The longest application to fill out was for the US Postal Service, clocking in at 10 minutes and 12 seconds, while the shortest was that of hedge fund Renaissance Technologies, which requested only his name and résumé and consumed a mere 17 seconds. In general, Sachdev found that government applications took the longest—a trend that Indeed’s data backs up—followed by aerospace and consulting jobs. Younger industries such as online banks, AI firms, and crypto companies were amongst the least time-consuming. Legacy banks, for instance, took about four times longer to apply to than their newer online counterparts.
Sachdev also found applications to large companies more time-consuming than for smaller firms. In general, a doubling of company size added 5 percent to the average application time.
While the process was largely an exercise in repetition, Sachdev encountered a few creative takes on a musty old format. Plaid, a fintech company that provides APIs to connect software with bank accounts, invited applicants to apply via API. (Sachdev opted for the old-fashioned route, for consistency.) The gaming company Roblox let candidates apply in-game.
While hiring software has historically been stacked in employers’ favor, more job seekers are using their own forms of automation. Bots and tools like LazyApply use text-generation technology like that behind ChatGPT to automatically mass apply to jobs, to the likely chagrin of overwhelmed recruiters. When Sachdev posted his results on discussion site Hacker News, one commenter claimed to use bots to fill out job applications and ChatGPT to write cover letters and correspond with recruiters, fully taking over only at the interview stage. “Can you blame him?” Sachdev says. “Because the companies are doing it too. Their résumé parsers, their application tracking software, and their tools are also using AI. So it's almost as if the applicant now has this weapon they can use against the companies.”
An AI arms race that floods the job market with unserious applicants and insurmountable filtering tools is in nobody’s interest, however. Indeed’s Dobroski says some platforms, including his own, have begun rolling out a new approach that aims to save time on both sides, albeit also by leaning on algorithms. Instead of sending hundreds of résumés into the void and hoping for the best—“spray and pray” he calls it—candidates can list their skills, qualifications, and preferences and let AI suggest suitable jobs to apply for. “The matching really speeds up the hiring process, and it connects the candidate with employers that they otherwise may not even have considered,” he says.

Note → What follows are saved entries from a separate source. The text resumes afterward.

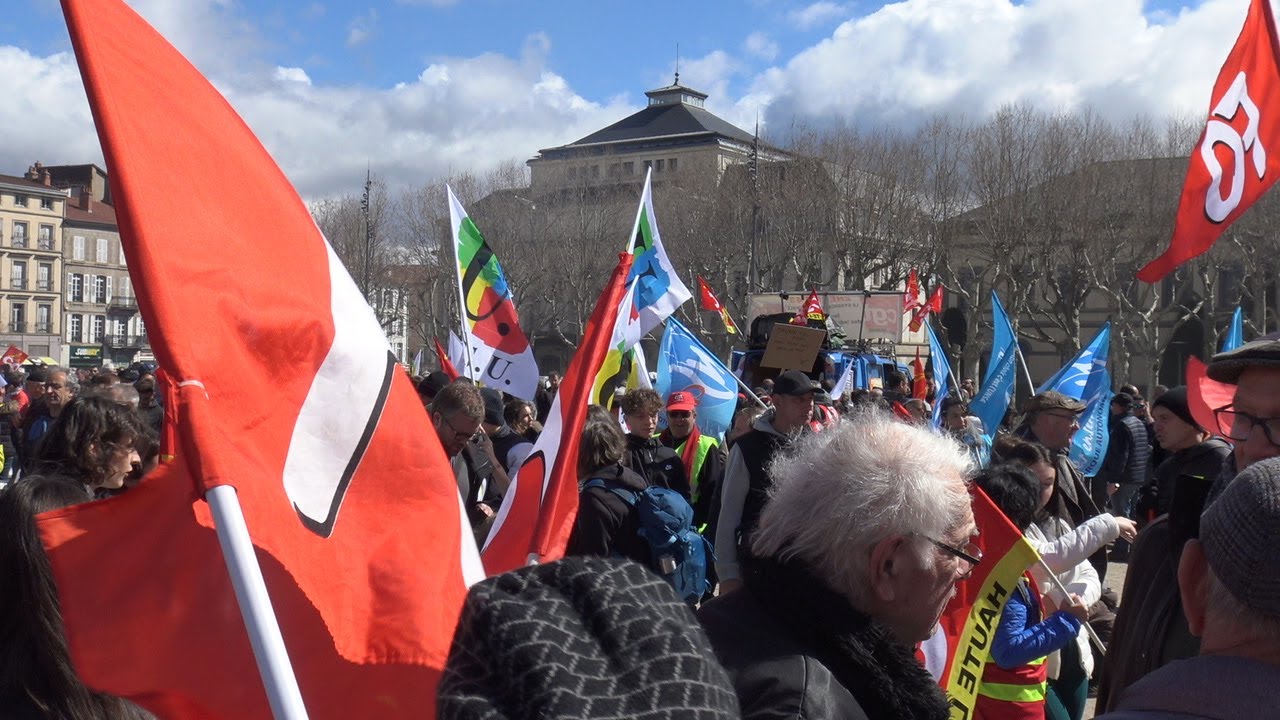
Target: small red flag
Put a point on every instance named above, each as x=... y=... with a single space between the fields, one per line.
x=540 y=506
x=443 y=359
x=810 y=310
x=711 y=302
x=1238 y=155
x=919 y=383
x=922 y=313
x=912 y=297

Sachdev has his own ideas for what would make job applications more productive for both seekers and recruiters. First off, he advises applicants to save time and mental anguish by prioritizing employers that use simpler software like Lever and Greenhouse. For jobs he’s really serious about, he’ll try to make a human connection with the hiring manager on LinkedIn.
There’s a saying Sachdev likes, from computer science professor Randy Pausch: The brick walls are there for a reason. Facing and surmounting hurdles can help a person discover how much they want something. But if an employer erects too many barriers, “is an applicant really going to think, ‘That brick wall is there for a reason?’ Or is the applicant going to exit out of your website and go apply somewhere else?” Sachdev says. “I think it's the latter.”